‘There are no aliens,’ Tembo said a little impatiently. He was accustomed to his friend’s boasting, he did not like to see him massage his big male ego at the dinner table, in front of guests and family.

‘If they could put an entire ecology into something the size of a small matatu, I am sure there is room for a couple of aliens in the ash tray,’ Faraway said, undeterred. Mrs Tembo’s cooking succeeded in silencing him.

The children were made ready for bed while coffee brewed. They came to say goodnight. Faraway tousled their hair and hugged them beerily. Tembo kissed them. Gaby showed them photographs she had brought of her sisters and dogs and father.

‘This is the house where I grew up, and here we all are in front of it. This was taken the day I left to go to London to learn to be a reporter.’

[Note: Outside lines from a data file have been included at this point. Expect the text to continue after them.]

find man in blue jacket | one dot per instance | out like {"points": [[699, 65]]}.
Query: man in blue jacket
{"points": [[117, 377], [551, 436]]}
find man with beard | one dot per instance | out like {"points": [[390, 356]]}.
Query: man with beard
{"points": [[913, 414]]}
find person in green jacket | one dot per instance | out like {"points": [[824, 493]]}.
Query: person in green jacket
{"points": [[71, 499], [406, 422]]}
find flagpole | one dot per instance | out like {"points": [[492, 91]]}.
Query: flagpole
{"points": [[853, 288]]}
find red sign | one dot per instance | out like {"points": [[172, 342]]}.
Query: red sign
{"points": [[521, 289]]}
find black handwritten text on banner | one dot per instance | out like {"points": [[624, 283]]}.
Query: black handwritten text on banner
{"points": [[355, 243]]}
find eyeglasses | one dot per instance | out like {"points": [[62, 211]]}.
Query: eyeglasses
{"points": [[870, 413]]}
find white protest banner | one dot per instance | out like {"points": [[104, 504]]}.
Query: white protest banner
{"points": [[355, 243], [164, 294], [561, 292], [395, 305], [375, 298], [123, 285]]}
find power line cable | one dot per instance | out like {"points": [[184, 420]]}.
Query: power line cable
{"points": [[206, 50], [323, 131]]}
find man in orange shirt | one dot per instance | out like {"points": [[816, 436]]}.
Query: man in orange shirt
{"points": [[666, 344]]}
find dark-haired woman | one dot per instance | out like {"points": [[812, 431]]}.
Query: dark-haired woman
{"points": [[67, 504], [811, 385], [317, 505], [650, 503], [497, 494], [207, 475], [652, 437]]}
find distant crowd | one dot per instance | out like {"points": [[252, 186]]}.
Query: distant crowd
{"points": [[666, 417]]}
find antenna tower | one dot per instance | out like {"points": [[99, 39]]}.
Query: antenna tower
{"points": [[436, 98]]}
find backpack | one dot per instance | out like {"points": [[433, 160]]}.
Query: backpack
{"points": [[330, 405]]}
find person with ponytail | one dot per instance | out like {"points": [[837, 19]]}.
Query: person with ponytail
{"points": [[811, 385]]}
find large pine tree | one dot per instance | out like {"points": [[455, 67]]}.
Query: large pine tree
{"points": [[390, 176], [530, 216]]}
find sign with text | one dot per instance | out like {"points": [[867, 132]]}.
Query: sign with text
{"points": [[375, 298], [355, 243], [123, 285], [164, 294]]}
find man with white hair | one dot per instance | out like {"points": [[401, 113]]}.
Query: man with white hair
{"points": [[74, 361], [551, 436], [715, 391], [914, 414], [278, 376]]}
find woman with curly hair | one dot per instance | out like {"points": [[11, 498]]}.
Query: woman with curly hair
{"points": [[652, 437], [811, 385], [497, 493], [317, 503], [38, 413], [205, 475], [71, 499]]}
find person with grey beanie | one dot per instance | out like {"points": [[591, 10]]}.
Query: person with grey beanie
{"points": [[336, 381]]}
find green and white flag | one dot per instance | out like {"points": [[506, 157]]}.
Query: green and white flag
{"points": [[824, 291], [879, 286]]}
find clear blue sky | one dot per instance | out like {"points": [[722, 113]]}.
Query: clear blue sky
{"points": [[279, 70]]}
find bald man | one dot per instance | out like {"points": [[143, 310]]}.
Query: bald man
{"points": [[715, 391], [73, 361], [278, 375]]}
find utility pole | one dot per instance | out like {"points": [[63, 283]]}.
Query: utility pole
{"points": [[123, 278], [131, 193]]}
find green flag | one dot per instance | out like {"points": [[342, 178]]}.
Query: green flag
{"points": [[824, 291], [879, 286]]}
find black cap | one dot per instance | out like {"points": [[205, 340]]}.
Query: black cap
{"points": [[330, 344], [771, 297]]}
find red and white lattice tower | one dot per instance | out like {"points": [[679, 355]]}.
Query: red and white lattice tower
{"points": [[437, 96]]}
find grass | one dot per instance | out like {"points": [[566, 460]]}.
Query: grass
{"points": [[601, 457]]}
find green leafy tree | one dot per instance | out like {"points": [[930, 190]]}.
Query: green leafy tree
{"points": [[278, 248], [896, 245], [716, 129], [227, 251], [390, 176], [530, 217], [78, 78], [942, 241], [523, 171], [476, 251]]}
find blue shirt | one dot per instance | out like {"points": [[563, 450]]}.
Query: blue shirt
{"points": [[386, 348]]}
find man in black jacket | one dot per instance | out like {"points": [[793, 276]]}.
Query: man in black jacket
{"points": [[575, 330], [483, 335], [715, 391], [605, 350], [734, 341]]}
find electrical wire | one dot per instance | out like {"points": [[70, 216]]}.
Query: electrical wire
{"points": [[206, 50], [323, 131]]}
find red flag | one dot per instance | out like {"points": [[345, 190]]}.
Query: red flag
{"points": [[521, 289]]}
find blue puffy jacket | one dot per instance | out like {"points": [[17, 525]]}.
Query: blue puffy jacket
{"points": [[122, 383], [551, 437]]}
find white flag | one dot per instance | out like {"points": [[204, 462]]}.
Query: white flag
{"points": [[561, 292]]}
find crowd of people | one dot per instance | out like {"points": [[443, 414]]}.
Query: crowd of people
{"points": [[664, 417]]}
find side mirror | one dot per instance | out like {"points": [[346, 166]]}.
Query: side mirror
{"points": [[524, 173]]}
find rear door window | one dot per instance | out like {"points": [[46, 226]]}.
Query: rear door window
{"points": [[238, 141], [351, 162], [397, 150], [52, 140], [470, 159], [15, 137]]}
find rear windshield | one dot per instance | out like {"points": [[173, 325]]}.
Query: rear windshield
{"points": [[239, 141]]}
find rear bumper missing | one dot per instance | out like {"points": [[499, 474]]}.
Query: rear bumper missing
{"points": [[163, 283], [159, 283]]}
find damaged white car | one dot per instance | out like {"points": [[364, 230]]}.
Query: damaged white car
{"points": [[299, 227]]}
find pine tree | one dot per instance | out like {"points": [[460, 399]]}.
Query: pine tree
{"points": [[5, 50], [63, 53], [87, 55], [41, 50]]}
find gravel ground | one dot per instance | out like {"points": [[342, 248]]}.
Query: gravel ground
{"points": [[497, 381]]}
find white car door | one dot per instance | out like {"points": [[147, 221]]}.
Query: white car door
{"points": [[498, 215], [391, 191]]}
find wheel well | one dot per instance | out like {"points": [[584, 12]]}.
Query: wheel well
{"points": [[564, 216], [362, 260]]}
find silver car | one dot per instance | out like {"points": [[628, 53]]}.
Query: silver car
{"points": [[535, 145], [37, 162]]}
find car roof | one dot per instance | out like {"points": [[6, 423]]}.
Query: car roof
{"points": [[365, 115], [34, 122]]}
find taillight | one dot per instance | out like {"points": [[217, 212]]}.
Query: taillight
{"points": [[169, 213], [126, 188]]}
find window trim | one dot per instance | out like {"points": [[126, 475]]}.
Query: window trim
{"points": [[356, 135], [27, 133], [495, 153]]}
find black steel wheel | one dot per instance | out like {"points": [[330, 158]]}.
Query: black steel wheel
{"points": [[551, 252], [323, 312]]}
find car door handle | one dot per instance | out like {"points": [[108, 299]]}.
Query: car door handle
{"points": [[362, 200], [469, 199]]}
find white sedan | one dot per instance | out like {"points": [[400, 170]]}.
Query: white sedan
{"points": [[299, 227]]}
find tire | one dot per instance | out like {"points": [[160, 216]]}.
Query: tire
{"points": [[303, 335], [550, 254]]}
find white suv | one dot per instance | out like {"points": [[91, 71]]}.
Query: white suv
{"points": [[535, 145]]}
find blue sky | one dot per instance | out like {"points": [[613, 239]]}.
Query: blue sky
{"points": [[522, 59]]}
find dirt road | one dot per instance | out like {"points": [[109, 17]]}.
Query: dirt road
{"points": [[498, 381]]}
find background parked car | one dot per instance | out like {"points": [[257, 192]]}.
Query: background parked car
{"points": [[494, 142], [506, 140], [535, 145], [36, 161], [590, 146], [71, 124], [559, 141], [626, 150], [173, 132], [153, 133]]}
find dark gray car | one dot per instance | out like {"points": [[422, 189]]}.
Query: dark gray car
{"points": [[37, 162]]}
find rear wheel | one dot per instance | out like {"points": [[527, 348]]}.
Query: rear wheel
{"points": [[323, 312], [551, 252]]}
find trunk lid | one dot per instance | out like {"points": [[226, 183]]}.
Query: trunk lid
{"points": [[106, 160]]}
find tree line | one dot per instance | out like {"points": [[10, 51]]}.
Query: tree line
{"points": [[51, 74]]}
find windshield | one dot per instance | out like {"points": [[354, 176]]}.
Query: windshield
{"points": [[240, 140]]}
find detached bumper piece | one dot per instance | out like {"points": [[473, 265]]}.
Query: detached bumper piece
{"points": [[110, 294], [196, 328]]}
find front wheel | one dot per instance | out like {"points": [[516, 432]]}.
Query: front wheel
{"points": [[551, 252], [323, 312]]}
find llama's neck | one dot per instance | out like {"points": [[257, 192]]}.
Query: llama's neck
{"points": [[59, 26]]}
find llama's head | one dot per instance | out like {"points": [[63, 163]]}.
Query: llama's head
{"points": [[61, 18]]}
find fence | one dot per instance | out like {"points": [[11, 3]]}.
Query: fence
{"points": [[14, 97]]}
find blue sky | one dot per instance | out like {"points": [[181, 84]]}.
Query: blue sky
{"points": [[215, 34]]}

‘Did your mother take the photograph?’ Sarah asked.

‘No, it was my father’s lady friend. My mother died a long time ago, when I was quite young,’ Gaby said, and then folded the photographs quickly away before they let loose things that had no proper place here among hosts and friends. ‘Good night, sleep tight and don’t let the bugs bite,’ she said to the children. They giggled appreciatively.

Gaby’s offer to help with the dishes was politely but firmly turned down.

‘It is woman’s work, and tonight you are a honorary man,’ Tembo said.

You guys have a lot to learn about feminism, Gaby thought as coffee came round. And you girls too. Faraway produced Russian cigarettes. Gaby took one.

‘I did not know you smoked.’

‘Only after dinner.’

‘I smoke after sex,’ he said.

Gaby was listening to the sound of the mother in the bedroom singing her children to sleep with a song a thousand years old. It made her feel very close to and very far from home at the same time. The candles burned low in the tin lanterns. The traffic noise lessened. The honorary men talked work, about Jake Aarons, whom they all liked, and Abigail Santini, whom no one liked, and T.P. Costello, whom everyone liked but Gaby, because she said he did not like her. Tembo stared at his coffee grounds as if trying to divine the future from them, then said, ‘There is shadow on his memory. I do not know it all, it was back before I joined SkyNet, when he was East African station chief for Irish News Services. There was a woman, an Irish woman, like you. She disappeared into the Chaga. That is all I know, but I think you remind him of things he would sooner forget, Gaby.’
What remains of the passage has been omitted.